Reassured, she skimmed her Post-its on the fridge: pay property tax—Dylan dentist at 4—tennis camp deposit. Then she logged on to her e-mail and phoned the answering service. Had there been an emergency, she would have been called. The messages she received now—the flare-up of a chronic ear infection, a stubborn migraine headache, a severe case of heartburn—were from patients the receptionist would schedule when she arrived at eight. Her nurse-practitioner would examine the earliest to arrive.
Deborah was usually at her office by eight-fifteen, after seeing the kids off to school, stopping to have coffee with Jill, and checking on her father. He was booked to see his first patient at eight-thirty. These days, it was Deborah’s job to make sure that he did.

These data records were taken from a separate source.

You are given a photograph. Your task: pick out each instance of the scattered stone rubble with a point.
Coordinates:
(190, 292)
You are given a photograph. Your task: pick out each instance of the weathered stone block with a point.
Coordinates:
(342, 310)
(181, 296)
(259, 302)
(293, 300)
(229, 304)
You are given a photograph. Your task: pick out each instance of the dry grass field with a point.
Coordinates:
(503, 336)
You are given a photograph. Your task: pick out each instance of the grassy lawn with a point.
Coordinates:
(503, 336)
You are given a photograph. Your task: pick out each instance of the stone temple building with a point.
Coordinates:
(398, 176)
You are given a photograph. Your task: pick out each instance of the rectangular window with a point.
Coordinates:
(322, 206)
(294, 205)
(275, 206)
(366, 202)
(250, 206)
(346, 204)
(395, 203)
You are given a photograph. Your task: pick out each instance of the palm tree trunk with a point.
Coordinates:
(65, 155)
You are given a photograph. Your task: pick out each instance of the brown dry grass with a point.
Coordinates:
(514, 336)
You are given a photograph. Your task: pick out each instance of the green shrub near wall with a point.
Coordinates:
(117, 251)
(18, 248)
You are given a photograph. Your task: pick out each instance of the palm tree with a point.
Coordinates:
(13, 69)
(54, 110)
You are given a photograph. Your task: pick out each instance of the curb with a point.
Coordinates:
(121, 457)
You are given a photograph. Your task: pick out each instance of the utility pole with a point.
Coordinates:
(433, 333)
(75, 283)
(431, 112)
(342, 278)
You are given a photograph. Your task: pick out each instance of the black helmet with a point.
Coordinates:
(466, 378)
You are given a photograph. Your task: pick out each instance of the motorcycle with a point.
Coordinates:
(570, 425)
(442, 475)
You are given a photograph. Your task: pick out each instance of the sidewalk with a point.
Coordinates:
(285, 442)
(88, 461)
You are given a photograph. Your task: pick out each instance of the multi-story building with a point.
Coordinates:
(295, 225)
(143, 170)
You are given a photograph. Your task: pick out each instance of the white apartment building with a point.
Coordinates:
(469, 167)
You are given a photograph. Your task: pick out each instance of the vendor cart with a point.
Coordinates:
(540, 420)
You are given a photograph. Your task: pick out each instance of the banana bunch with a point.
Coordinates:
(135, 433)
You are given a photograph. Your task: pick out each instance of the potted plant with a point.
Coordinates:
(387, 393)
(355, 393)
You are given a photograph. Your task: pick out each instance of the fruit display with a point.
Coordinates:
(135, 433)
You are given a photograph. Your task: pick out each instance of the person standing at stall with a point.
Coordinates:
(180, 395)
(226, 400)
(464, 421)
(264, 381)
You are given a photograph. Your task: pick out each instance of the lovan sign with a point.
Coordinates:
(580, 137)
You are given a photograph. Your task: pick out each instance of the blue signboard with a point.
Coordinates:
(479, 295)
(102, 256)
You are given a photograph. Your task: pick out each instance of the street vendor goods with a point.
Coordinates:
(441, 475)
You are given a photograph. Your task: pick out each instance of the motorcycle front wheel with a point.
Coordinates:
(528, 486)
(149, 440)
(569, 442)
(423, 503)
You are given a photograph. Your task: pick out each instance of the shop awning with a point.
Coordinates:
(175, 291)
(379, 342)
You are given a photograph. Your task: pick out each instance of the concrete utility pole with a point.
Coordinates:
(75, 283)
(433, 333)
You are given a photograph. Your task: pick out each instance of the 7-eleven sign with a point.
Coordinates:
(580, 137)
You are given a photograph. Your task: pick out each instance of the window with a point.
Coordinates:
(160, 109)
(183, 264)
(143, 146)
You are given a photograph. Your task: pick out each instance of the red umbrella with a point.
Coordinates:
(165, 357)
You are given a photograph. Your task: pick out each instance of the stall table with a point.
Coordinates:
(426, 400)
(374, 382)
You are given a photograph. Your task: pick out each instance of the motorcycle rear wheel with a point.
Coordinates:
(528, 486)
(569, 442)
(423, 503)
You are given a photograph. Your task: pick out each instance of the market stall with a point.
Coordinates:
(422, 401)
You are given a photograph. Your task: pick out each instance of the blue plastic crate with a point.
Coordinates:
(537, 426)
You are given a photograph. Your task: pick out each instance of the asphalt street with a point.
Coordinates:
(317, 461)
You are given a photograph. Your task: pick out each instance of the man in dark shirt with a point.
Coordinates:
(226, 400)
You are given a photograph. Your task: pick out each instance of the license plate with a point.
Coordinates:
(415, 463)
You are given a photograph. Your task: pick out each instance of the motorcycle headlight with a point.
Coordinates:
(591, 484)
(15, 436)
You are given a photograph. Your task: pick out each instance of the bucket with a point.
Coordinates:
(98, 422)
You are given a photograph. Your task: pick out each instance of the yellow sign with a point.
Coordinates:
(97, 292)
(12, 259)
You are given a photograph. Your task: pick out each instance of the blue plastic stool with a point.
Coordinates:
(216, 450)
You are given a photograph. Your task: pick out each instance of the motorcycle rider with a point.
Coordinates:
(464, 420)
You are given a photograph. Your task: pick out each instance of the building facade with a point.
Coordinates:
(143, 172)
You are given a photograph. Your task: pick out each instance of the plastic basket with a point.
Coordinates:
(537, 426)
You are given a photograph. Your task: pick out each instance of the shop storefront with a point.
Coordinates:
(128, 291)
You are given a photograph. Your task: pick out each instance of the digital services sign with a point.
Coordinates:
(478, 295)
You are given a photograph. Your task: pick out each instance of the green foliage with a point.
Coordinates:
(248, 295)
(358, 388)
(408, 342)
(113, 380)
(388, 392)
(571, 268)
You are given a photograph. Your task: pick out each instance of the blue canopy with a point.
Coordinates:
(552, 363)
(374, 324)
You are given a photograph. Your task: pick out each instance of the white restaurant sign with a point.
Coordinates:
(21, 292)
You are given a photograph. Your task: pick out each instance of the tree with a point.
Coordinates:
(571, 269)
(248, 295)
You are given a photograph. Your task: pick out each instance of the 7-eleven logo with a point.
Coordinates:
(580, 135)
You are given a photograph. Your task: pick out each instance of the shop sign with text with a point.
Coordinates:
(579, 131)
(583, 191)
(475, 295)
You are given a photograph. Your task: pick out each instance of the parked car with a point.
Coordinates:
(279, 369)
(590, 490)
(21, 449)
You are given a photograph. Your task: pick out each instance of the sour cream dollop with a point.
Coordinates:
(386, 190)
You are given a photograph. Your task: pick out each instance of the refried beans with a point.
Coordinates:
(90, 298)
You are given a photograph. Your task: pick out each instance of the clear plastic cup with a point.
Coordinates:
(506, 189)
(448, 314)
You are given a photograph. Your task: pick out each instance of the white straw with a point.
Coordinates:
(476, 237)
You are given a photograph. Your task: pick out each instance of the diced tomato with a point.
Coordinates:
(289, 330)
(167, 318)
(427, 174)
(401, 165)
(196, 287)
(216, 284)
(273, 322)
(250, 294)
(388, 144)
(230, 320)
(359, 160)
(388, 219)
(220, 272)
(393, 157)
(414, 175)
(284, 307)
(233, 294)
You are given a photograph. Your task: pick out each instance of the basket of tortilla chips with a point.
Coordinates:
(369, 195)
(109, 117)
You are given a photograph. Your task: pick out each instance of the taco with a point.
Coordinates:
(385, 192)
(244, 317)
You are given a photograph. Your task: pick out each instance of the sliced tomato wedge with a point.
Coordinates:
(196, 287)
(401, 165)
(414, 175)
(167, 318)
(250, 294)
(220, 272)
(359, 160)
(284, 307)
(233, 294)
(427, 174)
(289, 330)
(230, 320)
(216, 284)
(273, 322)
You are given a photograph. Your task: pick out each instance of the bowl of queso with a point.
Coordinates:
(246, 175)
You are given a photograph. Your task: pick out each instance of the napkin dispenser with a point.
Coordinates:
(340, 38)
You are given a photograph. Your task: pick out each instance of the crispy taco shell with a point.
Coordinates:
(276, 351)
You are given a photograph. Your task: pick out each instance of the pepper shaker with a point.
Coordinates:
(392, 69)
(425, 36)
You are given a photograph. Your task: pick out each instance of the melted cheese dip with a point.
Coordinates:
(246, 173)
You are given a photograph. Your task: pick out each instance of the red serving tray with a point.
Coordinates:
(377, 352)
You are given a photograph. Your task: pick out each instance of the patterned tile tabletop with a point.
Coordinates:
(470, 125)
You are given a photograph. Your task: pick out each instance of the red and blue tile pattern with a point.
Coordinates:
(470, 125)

Her sister, Jill, though perennially at odds with the man, respected that. She appeared at the house this morning at seven-thirty on the nose. Having come from work, she wore jeans and a T-shirt. The T-shirt, always either red, orange, or yellow to match the bakery’s colors, was red today, and her boy-short blonde hair was rumpled from whipping off her apron. She had their mother’s bright, hazel eyes and the shadow of childhood freckles, but the fine lines of her chin mirrored Deborah’s.
As soon as Grace and Dylan were in the backseat, she passed them each bags with their favorite pastries inside. She had a bag for Deborah, too, and a hot coffee in the cup holder.